The new owners will be CarVal’s three managing principals — Lucas Detor, James Ganley and Jody Gunderson — and 14 other top executives. “We are effectively going to be the same people, doing the same things, in the same places,” Detor said. “We aren’t making any changes to our real estate footprint or operationally. So, really, managing our business just like we did before, trying to get our investors the best returns that we can.”

In recent years, Cargill, the largest privately held company in the U.S. by revenue, has divested a number of businesses in an effort to focus on its core businesses that more clearly fit together. The sale ends Cargill’s position as a manager of third-party money.

“CarVal, though a very well-managed, successful business, operated as an independently managed subsidiary of Cargill,” said Lisa Clemens, Cargill’s senior director of investor relations. “Cargill has always been in financial services and we will continue to be, like our substantial risk-management business. But CarVal is really a fund manager, which is just one step further away.”

CarVal will maintain its headquarters in Hopkins, where it employs about 100 people, as well as its London, New York and Singapore offices.

Several years ago, CarVal’s three managing principals approached Cargill’s leadership with a proposition: should the giant agribusiness ever wish to sell the subsidiary, they would be interested in arranging a management buyout, or MBO.

Cargill came back to the executives this past summer to see if they were still interested in making the acquisition.
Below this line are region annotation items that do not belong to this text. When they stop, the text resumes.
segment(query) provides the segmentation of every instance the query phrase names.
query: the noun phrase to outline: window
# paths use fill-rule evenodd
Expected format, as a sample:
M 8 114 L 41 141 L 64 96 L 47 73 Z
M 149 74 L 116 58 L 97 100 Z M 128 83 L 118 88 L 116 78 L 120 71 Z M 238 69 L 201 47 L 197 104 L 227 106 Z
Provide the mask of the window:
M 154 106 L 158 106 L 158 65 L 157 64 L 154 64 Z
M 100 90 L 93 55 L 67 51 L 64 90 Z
That led to discussions, which led to the deal. Terms were not disclosed. The deal is expected to close in mid-October.

“We consistently have told Cargill we felt we were the best group to own and lead this company, and they agreed,” Detor said.

While Cargill will no longer have any ownership stake in CarVal, it will keep its investments in the firm’s funds.
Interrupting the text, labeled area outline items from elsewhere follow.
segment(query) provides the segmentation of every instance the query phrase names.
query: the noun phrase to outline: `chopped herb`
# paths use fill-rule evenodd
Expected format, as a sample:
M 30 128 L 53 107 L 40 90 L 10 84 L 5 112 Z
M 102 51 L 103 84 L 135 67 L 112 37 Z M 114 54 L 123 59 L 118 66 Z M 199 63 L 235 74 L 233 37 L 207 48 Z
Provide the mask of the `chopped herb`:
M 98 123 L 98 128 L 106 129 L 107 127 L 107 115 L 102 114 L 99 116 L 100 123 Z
CarVal manages funds in corporate securities, loan portfolios, structured credit and hard assets. Recently, the firm has focused on clean energy, investing more than $1 billion in commercial and industrial solar and storage, residential solar loan portfolios and secured debt investments in clean energy.

The company is also heavily invested in aviation and aircraft. CarVal owns Aergo Capital, an aircraft company that leases and trades commercial aircraft to airlines, a capital-intensive industry.

JPMorgan acted as Cargill’s exclusive financial adviser on the transaction.